Он не указывает пути, не учит нас никакой вере, не дает нам точки опоры, почвы под ногами. Наоборот, он не дает нам ни секунды покоя, беспрерывно нас мучит, гонит из всякого угла, куда мы забились, отбирает последнюю тряпку, которой можно прикрыться.

Он хочет поместить нас в Ничто и тем расширить наше пространство; он заставляет нас увидеть пустоту под нашими ногами, чтобы дать нам возможность искать и, может быть, найти подлинную нашу почву — ту, из которой мы вышли.

Часто Ницше обращается к нам так, словно предъявляет нам определенные требования — но это лишь в пути; в конце же пути он вновь снимает все требования и предоставляет нас самим себе.
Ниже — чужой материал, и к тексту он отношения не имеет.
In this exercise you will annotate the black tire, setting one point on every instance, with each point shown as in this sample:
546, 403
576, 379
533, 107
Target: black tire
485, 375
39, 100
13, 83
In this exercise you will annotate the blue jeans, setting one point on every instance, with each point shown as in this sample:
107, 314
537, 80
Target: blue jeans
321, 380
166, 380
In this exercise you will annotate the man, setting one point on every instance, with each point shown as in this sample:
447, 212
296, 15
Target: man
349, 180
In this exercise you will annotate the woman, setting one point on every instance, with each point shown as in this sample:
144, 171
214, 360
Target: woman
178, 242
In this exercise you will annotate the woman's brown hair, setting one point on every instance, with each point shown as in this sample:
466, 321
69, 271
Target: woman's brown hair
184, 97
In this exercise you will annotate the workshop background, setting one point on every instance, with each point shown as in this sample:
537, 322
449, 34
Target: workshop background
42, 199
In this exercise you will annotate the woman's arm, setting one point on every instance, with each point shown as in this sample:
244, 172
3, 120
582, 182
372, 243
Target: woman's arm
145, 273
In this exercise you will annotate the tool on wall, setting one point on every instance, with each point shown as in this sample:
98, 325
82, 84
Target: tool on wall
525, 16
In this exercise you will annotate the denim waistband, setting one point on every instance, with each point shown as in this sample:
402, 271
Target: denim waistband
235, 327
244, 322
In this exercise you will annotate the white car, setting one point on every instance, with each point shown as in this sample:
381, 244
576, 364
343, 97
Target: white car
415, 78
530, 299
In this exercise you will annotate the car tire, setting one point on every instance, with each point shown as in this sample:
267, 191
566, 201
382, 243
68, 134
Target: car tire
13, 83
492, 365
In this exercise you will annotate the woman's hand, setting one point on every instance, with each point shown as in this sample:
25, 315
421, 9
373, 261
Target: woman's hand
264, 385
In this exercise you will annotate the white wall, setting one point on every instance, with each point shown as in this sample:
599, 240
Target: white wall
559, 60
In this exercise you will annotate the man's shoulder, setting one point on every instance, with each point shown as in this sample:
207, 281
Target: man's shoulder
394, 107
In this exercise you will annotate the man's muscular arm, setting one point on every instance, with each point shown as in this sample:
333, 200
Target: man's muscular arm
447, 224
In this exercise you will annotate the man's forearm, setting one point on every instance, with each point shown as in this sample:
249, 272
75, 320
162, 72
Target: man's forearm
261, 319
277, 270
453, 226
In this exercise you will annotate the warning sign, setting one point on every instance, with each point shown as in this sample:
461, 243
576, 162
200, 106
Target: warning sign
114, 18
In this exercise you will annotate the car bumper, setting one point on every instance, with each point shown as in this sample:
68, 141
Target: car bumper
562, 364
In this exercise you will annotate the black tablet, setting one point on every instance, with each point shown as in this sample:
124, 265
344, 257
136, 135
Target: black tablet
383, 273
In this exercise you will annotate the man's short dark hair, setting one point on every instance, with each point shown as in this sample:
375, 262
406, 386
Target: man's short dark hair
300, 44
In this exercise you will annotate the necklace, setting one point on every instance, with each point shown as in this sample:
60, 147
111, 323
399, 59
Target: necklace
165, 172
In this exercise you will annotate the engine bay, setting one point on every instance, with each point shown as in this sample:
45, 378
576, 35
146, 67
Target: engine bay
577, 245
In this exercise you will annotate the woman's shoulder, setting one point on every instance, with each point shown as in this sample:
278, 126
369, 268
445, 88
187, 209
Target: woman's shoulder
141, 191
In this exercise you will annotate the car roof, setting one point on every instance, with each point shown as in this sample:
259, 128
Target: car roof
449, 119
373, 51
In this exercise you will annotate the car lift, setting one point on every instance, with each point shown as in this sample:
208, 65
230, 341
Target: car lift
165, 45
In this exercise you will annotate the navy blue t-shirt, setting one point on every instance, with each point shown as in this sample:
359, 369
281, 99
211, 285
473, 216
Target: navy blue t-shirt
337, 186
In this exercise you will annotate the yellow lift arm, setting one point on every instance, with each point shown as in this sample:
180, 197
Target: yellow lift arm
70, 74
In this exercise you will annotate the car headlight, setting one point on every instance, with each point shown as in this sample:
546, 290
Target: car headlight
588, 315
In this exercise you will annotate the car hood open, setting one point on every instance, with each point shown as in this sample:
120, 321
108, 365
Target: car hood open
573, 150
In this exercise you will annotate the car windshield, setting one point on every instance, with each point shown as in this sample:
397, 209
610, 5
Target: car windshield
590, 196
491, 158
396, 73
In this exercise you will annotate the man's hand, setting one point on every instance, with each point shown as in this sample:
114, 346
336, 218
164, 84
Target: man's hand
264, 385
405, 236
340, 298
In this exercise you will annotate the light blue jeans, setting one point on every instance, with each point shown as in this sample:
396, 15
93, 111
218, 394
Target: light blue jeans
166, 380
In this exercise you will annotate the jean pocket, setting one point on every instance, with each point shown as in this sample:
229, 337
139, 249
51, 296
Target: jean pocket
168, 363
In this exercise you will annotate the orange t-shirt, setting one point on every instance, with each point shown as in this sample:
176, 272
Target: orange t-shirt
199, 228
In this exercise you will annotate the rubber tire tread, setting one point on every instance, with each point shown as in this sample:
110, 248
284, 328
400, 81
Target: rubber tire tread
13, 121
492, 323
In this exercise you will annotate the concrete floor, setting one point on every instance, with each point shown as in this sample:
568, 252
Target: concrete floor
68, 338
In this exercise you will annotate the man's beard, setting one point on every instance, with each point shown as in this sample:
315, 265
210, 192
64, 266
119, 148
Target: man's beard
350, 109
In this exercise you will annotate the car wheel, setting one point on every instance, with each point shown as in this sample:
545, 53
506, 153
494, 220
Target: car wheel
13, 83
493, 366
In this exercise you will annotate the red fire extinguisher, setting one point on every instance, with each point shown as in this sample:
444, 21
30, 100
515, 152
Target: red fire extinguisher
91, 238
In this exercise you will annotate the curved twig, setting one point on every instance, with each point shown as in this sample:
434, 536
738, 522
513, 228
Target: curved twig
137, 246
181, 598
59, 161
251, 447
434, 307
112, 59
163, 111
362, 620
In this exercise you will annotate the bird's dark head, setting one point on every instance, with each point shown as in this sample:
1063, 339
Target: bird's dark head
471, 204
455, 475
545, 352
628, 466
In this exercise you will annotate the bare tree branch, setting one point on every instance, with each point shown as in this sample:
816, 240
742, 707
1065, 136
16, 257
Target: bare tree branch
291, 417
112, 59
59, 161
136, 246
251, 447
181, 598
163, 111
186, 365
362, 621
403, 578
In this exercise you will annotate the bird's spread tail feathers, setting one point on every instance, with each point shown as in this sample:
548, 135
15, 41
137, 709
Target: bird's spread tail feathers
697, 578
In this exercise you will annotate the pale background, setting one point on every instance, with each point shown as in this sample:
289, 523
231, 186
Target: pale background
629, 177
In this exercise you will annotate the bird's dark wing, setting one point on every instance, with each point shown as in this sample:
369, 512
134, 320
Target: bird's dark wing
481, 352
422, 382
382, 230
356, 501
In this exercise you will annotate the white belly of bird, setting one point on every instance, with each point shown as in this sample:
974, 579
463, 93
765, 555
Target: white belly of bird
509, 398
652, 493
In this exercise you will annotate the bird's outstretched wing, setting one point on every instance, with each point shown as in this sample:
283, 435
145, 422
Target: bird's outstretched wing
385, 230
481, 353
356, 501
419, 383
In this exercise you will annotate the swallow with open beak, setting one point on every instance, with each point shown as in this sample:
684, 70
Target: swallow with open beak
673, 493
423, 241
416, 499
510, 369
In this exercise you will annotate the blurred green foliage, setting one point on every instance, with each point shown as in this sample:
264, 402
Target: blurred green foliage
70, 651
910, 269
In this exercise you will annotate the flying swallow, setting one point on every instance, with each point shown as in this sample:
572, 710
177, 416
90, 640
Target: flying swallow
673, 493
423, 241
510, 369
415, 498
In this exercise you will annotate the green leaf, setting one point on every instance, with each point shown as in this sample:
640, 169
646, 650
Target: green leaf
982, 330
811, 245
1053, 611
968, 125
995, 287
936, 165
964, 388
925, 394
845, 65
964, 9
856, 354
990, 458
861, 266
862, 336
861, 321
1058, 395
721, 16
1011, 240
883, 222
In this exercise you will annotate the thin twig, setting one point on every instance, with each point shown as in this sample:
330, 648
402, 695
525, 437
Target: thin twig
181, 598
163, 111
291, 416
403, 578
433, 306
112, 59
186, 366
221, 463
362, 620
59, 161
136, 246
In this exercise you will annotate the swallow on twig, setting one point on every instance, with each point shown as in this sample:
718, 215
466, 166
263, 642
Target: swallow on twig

После того, как философия, подобная ницшевской, однажды явилась на свет, мы уже не можем оставаться верными истине, если не отважимся отдаться ему, открыться; если, упорствуя в своем неприятии некоторых абсурдных частностей, не дадим Целому воздействовать на нас; тогда некому будет взрыхлить нашу восприимчивость к ценностям, дать нам ощутить диалектическую безграничность.

Но каково будет наше отношение к провозглашенным Ницше тезисам в том случае, если мы не только не убедимся в их истине, но как раз во имя истины решимся выступить против них и захотим на них ответить? Во-первых, нам нужно выделить то, что в принципе поддается эмпирической и рациональной проверке: тут мы можем положиться на собственную методическую и научную правдивость Ницше, проявляемую им во многих местах с предельной отчетливостью; в результате, мы установим, что мы знаем и чего не знаем, что можем исследовать и что исследованию не поддается. Во-вторых, мы подвергнем испытанию ницшевские оценки и воззрения, взяв критерием наше собственное существо: мы предоставим нашему внутреннему чувству тихо распускаться в нас, пока оно не достигнет полной ясности. В-третьих, мы усвоим себе специфически философские движения мысли, и прежде всего диалектические, благодаря которым мы способны будем воспринять фактически философскую мысль Ницше, то есть понять каждое изолированное высказывание в свете Целого: тогда мы, вероятно, убедимся либо в относительной истине этой мысли, либо в ее отпадении от истины и, следовательно, ее неприемлемости для нас.

11. Проклятие Ницше

Вот почему всякий, кто пожелает проникнуть в мысли Ницше, должен сам обладать большой внутренней надежностью: в его собственной душе должен звучать голос подлинного стремления к истине. Из Ницше вечно рвется наружу неудовлетворенность всем на свете, желание большего и жажда преодоления — и все это предъявляет исключительно высокие требования к человеку, который пожелает к Ницше прислушаться. Ницшевская мысль требует от человека высокой свободы — не пустой свободы, которая ограничивается тем, что отделывается от всего ее стесняющего, а свободы наполненной, выходящей навстречу человеку из его собственной исторической глубины, дарящей ему самого себя непостижимым для него образом. Кто соблазнится, кто позволит Ницше увлечь себя хитросплетениями пустых софизмов, кажущейся бесспорностью истин, спонтанностью произвольных порывов, дурманящим упоением крайностями, тот уже заведомо проклят. Порой в самых удивительных выражениях Ницше призывает проклятие на головы «назойливых почитателей», «обезьян Заратустры», всех тех, кто «не имея на то ни права, ни полномочия станут прикрываться моим авторитетом» (что чрезвычайно его тревожит). Ко всем людям, позволившим его, ницшевской, философии соблазнить себя и обмануть, он в гневе восклицает: «Этим нынешним людям я не стану светить — и не светом назовут они меня. Этих — я желаю ослепить: молния моей мудрости! Выжги им глаза!» (VI, 241).

На дружеское напутствие это совсем не похоже. Ницше отпускает нас от себя так, словно отказывает нам в себе. Вся тяжесть возлагается на нас. Истинно лишь то, что исходит из нас самих — при посредстве Ницше.